程敬之趕來時家中亂作一團。楊婷婷仗著是孕婦直接坐在沙發上不肯走,而管家雖心向子衿又無法對她動手。幾個丫鬟不停的將霽敏推出去,而霽敏的手緊緊抓著門框,似乎是想寧死不屈。他的第一反應是子衿,那個他深愛卻被他傷害了的女子。他不顧楊婷婷的呼喊大步往樓上跑去。
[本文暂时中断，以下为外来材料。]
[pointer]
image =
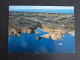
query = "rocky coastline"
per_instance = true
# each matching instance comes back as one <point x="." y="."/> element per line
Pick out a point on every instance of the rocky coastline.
<point x="52" y="34"/>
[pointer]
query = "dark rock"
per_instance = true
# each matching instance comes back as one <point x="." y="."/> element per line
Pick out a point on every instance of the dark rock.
<point x="38" y="38"/>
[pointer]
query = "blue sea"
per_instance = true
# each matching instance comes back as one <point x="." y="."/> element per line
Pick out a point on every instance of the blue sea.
<point x="66" y="11"/>
<point x="28" y="44"/>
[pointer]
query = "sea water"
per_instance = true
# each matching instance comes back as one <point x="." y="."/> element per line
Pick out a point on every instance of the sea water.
<point x="28" y="44"/>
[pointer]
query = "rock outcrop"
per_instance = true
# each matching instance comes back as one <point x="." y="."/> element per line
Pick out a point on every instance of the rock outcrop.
<point x="12" y="31"/>
<point x="38" y="38"/>
<point x="37" y="32"/>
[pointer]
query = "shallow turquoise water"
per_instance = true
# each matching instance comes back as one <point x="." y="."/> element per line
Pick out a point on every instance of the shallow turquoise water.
<point x="28" y="44"/>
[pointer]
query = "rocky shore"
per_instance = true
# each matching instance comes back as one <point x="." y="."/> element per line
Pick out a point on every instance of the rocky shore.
<point x="52" y="34"/>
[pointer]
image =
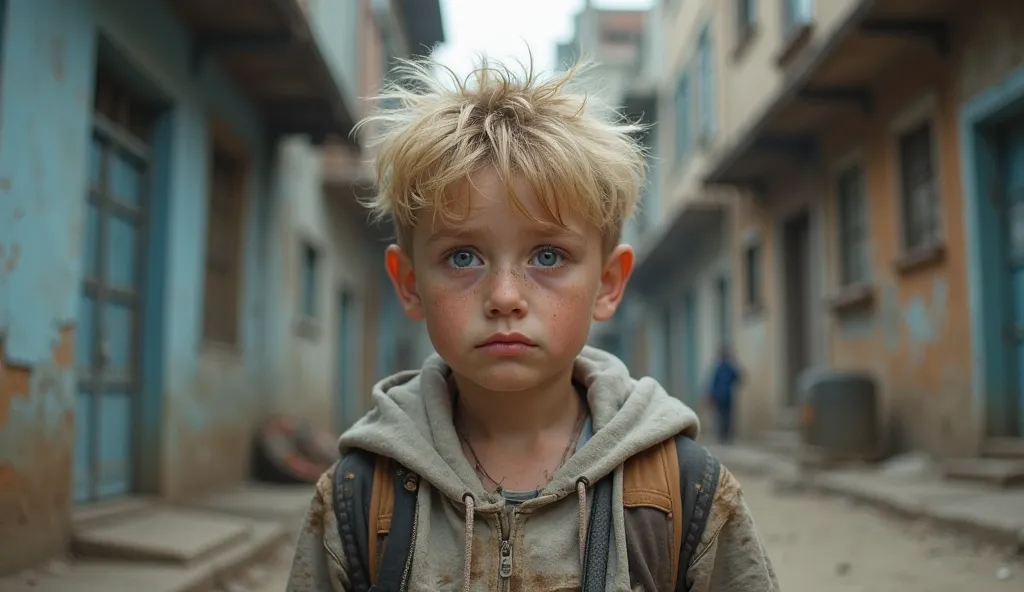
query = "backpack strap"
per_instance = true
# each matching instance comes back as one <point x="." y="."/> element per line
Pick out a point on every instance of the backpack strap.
<point x="678" y="477"/>
<point x="374" y="499"/>
<point x="698" y="474"/>
<point x="595" y="560"/>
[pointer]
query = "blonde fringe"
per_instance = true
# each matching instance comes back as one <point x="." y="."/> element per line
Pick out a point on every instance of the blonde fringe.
<point x="573" y="152"/>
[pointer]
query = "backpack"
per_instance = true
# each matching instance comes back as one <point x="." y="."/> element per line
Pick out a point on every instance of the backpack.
<point x="375" y="507"/>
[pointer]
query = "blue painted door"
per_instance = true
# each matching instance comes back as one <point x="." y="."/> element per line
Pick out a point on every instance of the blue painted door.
<point x="346" y="395"/>
<point x="690" y="351"/>
<point x="1013" y="167"/>
<point x="108" y="332"/>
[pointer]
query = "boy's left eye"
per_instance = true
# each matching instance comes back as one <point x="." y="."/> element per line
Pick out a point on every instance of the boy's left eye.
<point x="547" y="258"/>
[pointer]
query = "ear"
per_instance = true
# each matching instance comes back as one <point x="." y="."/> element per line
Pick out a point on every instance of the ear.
<point x="613" y="278"/>
<point x="399" y="268"/>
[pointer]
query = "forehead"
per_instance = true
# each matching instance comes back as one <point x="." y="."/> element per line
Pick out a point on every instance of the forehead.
<point x="482" y="205"/>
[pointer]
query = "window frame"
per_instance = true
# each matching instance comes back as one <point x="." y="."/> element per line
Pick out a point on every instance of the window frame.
<point x="921" y="114"/>
<point x="852" y="246"/>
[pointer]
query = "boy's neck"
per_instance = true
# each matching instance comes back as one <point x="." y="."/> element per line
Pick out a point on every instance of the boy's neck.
<point x="523" y="415"/>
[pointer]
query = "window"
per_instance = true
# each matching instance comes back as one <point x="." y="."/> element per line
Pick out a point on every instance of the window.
<point x="852" y="218"/>
<point x="706" y="73"/>
<point x="684" y="114"/>
<point x="724" y="316"/>
<point x="621" y="37"/>
<point x="747" y="17"/>
<point x="752" y="262"/>
<point x="919" y="187"/>
<point x="796" y="13"/>
<point x="223" y="246"/>
<point x="667" y="346"/>
<point x="310" y="271"/>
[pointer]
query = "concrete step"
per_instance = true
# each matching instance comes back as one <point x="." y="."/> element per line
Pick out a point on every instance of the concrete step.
<point x="206" y="575"/>
<point x="162" y="535"/>
<point x="1004" y="448"/>
<point x="281" y="503"/>
<point x="99" y="513"/>
<point x="996" y="472"/>
<point x="782" y="441"/>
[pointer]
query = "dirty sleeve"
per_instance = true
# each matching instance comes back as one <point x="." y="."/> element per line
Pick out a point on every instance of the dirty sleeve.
<point x="731" y="556"/>
<point x="320" y="560"/>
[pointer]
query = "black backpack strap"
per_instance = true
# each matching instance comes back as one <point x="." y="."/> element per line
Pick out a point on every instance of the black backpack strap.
<point x="398" y="549"/>
<point x="698" y="474"/>
<point x="595" y="561"/>
<point x="353" y="482"/>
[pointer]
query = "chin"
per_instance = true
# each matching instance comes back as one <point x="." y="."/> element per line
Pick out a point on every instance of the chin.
<point x="506" y="377"/>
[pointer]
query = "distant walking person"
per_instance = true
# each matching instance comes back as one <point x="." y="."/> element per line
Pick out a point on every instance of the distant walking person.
<point x="725" y="378"/>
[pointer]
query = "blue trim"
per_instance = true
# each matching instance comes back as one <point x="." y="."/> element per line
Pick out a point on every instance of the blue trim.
<point x="985" y="279"/>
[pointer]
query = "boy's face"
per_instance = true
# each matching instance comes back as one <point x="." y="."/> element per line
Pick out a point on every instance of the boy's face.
<point x="508" y="301"/>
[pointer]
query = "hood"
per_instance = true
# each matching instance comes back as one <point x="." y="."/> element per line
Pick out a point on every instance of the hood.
<point x="412" y="423"/>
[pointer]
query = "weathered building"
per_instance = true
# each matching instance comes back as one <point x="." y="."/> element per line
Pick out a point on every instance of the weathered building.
<point x="338" y="325"/>
<point x="151" y="273"/>
<point x="684" y="275"/>
<point x="866" y="150"/>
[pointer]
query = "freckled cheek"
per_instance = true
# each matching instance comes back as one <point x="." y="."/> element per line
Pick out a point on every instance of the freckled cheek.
<point x="568" y="311"/>
<point x="449" y="310"/>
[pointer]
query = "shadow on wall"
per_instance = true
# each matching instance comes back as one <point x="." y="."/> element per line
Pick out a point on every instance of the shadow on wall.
<point x="289" y="450"/>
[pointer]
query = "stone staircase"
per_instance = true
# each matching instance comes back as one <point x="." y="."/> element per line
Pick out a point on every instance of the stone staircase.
<point x="140" y="544"/>
<point x="1000" y="464"/>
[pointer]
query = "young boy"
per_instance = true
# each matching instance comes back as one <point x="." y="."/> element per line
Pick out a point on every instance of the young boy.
<point x="508" y="194"/>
她不在臥室不在書房,他一個房間一個房間的尋找,終於在臥室隔壁的客房找到了她——她緊緊地抱著自己蹲在墻角下,讓人心疼。

“子衿……”他快速跑到她身邊,緊緊將她抱住,“全是我的錯……我的錯……”他抱著她,感受到來自她的顫抖。不,那不是顫抖,那是她的孤獨,她的疼痛。這因他而起的疼痛,他無能為力。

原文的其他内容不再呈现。